1. Technical Evaluation - Application Maturity Not all applications may be suited for the cloud and its multi-tenant architecture. Therefore, the first step of the journey is to do a technical evaluation of the application’s maturity and whether it has the functional and technical capabilities for cloud readiness. The deployment stack should be feature-rich and enable consistent user experience across configuration, provisioning, operations, administration and management. Furthermore, the deployed solution should adhere to zero-code principles to completely eliminate customization. This brings additional benefits of a zero-touch rolling update, enhanced security and cost optimization while ensuring that the latest version runs in the cloud at the same time.

2. Business & Operational Evaluation Once an application has been tested for technical suitability, it is essential to do a business and operational evaluation by conducting a thorough multi-tenant vs multi-stack analysis. CSPs present in multiple countries/regions, or managing different solutions for their retail and brand-challenger customer segments can look at namespace based deployment models to achieve significant operational efficiency. It is important to evaluate local laws and whether it is even feasible to move applications to the cloud for legal reasons such as data localization. A hybrid approach becomes important here wherein the telecom operator could look at moving a part of their technology stack such as billing, CRM and digital engagement platform to the public cloud while core applications such as network provisioning, Policy and Charging Rules Functions and charging could reside on a private cloud native data centre. 3. Evaluate Cloud Providers The next important aspect is to identify the right cloud provider for the application. While the applications built using Cloud Native Computing Foundation (CNCF) based best practices can be deployed in any hyperscale environment, the platform partner must be chosen based on presence, ecosystem and availability of open-source technology components in their environment. To choose the right public cloud vendor, CSPs need to ensure that all the platform components (aside from application micro services and containers) are in place, they get the right pricing, the vendor has a strong regional presence and investment plans while supporting ecosystem applications as well.

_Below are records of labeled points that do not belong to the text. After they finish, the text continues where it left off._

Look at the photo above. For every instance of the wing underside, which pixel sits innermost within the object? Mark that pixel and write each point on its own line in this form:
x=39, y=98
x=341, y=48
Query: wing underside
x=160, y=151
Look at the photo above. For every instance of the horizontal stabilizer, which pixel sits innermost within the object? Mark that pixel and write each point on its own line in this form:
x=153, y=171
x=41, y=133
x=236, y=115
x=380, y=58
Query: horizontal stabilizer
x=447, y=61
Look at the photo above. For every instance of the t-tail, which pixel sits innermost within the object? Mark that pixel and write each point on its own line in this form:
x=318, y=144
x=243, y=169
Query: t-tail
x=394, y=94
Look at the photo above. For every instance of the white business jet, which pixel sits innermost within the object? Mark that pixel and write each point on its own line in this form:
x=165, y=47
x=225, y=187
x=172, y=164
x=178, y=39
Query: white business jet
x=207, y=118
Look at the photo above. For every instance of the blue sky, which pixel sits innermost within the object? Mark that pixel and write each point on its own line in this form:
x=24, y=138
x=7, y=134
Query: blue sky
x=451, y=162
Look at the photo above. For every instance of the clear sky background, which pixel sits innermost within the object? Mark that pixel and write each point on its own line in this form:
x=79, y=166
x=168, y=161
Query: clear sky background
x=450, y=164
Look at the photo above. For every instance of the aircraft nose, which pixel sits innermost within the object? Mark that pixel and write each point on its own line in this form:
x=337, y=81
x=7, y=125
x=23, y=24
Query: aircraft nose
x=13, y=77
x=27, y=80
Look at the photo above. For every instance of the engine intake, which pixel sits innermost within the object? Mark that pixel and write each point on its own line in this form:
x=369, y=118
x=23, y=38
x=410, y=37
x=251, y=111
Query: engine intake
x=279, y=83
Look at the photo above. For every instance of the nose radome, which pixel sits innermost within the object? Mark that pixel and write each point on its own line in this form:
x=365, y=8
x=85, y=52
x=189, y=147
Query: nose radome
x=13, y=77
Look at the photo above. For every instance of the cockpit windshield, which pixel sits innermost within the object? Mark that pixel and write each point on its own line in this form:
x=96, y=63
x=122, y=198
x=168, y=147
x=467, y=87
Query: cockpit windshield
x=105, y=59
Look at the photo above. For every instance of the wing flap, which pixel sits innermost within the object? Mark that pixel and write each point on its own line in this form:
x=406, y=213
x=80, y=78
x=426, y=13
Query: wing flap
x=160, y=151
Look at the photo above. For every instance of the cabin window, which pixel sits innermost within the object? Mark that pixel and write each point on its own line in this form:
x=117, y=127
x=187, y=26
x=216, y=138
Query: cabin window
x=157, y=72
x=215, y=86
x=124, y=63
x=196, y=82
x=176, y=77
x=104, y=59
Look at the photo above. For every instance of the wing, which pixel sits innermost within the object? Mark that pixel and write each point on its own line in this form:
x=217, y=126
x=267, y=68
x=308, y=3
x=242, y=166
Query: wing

4. Cost vs Benefit Efficiency The last but most important aspect of identifying the right platform is cost versus efficiency benefit analysis. CSPs need to chart out their project implementation and long-term operational cost. The ability to weigh up the cost-benefit versus restrictions while running an integrated multi-geography operation is critical. Cloud migration should exploit some of the benefits that platform providers bring (example a data lake, ingestion, a load balancer, registry, service mesh, policy and security) while creating a single glass pane of observability across the workload deployed in multi-cloud environments. Once CSPs have all the pieces together, it is vital to ensure their chosen cloud platform has built-in automation. With 5G services, automation plays a big role in ensuring the network's observability, transparency, and efficiency. The public and private cloud providers also must provide a single glass plane, queue and cache management among other things. It is evident that BSS-on-cloud transformation cannot be undertaken lightly, or without a proper design construct. CSPs need to identify the applications in their environment best suited for the cloud, evaluate the right cloud for each of their applications and ensure that other elements such as privacy and cost are well accounted for. Failure to do so is likely to hamper their cloud migration efforts.